That was last January, when Aicha panicked about her son. Now she puts him on a school bus and sends him off to Head Start without a care. “I don’t worry about him,” she tells me. He went to a preschool in Baghdad, but she says she took him there herself and called every day to check on him. Helicopter parenting? Not exactly. “The teacher would yell at the kids and beat them, and it upset him,” she told me. “The other kids were very rough and sometimes he’d get hurt.”
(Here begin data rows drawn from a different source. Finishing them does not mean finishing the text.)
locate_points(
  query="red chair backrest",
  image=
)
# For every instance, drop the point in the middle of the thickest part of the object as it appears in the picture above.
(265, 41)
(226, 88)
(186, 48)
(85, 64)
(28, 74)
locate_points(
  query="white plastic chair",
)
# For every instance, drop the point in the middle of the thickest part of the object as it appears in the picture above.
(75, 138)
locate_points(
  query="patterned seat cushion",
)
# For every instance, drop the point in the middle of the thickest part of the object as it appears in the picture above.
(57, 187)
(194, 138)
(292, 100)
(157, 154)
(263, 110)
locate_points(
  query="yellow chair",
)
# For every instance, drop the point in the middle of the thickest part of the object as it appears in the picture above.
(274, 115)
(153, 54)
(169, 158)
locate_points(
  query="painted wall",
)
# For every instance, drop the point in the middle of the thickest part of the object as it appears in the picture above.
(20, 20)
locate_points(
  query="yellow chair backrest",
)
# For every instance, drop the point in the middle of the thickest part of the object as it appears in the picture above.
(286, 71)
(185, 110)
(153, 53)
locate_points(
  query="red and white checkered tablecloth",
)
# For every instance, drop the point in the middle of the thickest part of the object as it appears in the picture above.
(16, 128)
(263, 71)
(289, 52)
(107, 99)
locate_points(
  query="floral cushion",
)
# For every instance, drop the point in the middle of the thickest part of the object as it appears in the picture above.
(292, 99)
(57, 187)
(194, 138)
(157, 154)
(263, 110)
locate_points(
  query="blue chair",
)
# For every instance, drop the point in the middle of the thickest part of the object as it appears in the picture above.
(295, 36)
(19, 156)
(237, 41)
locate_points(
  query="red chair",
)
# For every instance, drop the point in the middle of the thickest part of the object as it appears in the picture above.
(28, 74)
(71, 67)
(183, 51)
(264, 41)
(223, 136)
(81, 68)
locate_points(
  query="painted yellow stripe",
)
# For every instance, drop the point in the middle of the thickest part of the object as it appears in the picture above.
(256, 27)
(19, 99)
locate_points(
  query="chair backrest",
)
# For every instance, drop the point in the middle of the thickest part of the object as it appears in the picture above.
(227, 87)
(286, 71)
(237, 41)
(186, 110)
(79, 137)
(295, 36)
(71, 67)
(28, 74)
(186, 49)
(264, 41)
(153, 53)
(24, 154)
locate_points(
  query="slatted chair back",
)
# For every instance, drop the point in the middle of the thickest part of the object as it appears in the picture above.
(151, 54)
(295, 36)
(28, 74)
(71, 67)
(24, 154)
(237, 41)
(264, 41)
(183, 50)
She’s relaxed and settled into life here. She was in my summer ESL class, and when I asked her what was something she liked about America, she said “Freedom.” That sounded a little too much like the perfect sound-bite to me, so I asked her what she meant. Societal freedom, it came out, like the right to show a bit of hair underneath your scarf without all your neighbours gossiping about how immoral you were getting, or the right to hold differing opinions without threat. The ability for women to get out on their own without being constantly criticized by their families.  Aicha wanted to study medicine at a university in another city but her mother wouldn’t let her go. She has a degree in computer science from the local college instead. The thought of a society that expects parents to let children travel, to fulfill their dreams, to become what the child wants to be instead of what the parents choose–that is breathtaking for her. She feels free and unjudged as she walks the streets to nearby shops or waits for a bus to take her to the community college, where she’s continuing her English studies. Ironically, since she’s invariably dressed in a long robe and headscarf, she is probably garnering a lot of attention. But the stares slide right off her back. And indeed, I am learning that the long robe is invisible to her, like my daily wear is to me. We went down the Columbia River Gorge and hiked in to some falls, and she scrambled across the creek and up an enormous boulder to the top, where she posed proudly with her purse over her arm for some pictures, wearing her long robe, her black socks. Although not a wisp of hair showed, she was smiling broadly.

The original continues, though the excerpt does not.